Detroit Free Press

The Michigan Wolverines will be taking on the Washington Huskies in Monday night’s national championship game, and three-time national champion head coach Urban Meyer thinks they have one key advantage in the game: their linemen on both sides of the ball.

During a recent appearance on the Urban’s Take podcast with Tim May, Urban Meyer explained that Michigan’s dominance this season “starts and stops with the line-of-scrimmage.”

“I think the front-seven on both sides of the ball. On both sides. It was on display in the last game against Alabama. It was really, really good,” Meyer explained. “I think it all starts and stops with the line-of-scrimmage, especially when you start getting into — I used to say talent equated. That was a term we used all the time. In talent-equated games. Everybody is going to have really good skill. When you go out and recruit skill, there’s a lot of it.

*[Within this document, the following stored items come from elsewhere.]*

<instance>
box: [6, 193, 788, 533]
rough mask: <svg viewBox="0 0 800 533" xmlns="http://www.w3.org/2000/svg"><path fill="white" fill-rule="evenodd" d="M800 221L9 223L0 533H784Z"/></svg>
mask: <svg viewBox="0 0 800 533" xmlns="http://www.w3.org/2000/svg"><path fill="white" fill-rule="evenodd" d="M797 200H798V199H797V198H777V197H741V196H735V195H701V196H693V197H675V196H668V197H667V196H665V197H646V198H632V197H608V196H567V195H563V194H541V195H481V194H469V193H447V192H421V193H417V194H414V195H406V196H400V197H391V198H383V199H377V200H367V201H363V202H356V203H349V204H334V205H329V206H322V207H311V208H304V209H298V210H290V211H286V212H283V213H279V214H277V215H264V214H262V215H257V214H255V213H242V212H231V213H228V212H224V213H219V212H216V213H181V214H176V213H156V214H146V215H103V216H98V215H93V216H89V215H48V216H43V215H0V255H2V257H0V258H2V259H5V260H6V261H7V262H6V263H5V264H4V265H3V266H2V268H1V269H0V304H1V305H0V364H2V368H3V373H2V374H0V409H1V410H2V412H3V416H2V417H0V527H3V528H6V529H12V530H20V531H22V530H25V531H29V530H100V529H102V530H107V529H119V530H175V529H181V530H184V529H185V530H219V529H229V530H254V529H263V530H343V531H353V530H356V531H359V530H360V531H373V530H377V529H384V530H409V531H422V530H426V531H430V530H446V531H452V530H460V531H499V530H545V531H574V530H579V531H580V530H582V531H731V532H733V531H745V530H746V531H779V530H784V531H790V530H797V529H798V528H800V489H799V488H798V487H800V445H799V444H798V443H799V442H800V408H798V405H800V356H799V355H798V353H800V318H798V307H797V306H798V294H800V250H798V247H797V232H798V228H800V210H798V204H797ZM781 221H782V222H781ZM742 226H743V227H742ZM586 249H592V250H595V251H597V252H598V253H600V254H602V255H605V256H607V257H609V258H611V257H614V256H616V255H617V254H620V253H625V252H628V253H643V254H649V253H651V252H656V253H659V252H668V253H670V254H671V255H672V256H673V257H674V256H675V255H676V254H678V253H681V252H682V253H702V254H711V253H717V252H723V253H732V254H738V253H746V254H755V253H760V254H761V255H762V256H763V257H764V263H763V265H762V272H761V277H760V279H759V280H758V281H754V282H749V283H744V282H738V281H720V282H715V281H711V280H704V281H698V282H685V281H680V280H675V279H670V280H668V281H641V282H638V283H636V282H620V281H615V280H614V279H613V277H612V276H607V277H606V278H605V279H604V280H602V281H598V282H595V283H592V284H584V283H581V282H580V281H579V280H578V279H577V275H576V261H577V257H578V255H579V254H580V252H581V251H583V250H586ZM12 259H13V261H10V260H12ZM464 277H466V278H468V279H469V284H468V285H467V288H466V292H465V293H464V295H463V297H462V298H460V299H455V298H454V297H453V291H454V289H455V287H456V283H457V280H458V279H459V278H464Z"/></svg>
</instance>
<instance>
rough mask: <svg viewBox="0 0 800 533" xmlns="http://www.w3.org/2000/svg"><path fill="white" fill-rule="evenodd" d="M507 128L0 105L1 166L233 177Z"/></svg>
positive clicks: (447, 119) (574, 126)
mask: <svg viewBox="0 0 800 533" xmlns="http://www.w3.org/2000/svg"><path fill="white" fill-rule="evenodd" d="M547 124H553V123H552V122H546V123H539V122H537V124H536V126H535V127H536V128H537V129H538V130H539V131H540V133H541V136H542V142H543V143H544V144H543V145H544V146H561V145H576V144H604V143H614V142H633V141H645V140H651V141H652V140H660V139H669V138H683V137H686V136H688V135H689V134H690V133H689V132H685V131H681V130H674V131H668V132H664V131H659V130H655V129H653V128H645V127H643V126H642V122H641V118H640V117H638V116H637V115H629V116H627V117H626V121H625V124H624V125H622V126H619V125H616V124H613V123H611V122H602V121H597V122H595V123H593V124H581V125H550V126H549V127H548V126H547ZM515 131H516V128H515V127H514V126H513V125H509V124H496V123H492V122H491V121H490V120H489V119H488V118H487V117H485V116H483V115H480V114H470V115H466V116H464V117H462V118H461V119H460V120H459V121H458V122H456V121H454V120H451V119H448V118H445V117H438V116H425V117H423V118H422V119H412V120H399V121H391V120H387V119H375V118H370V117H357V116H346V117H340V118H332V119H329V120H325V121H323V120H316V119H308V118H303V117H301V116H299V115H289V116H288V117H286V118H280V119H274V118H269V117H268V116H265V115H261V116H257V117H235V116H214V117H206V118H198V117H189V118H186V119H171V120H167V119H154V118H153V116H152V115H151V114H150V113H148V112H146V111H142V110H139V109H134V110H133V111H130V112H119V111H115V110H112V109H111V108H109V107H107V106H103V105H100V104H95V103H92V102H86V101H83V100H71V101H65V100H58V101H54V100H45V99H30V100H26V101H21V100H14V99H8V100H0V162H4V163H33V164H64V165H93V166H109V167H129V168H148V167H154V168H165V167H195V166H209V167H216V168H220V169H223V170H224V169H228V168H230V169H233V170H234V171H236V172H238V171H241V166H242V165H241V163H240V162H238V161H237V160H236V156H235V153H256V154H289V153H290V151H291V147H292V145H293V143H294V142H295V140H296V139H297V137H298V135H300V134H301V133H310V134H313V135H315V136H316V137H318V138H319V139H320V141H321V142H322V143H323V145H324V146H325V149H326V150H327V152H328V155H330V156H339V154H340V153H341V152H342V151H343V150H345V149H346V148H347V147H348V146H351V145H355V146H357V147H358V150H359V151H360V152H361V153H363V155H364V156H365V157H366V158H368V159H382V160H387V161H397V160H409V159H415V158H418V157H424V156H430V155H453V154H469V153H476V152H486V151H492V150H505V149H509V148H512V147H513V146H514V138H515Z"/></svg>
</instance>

Meyer explains that while there are a lot of elite skill players to go around, there just aren’t that many truly elite offensive linemen.

“You say, ‘Give me the top 25 wide receivers,’ they’re all really good. Now obviously there’s Marvin Harrison — you can find, if you say, ‘Give me the top 25 offensive tackles,’ there’s not that many. When you say, ‘I want to go find the top — give me the top 25 centers,’ there aren’t any. There’s not 25 guys. So it’s a fistfight for those top four, five guys,” Meyer said.

“That’s what I see, when I watched them play. They’re developed, but they’re really, really good players. They’re a well-coached team. They play hard as [heck].”

We’ll have to see whether or not the play in the trenches proves to be the difference for Michigan on Monday.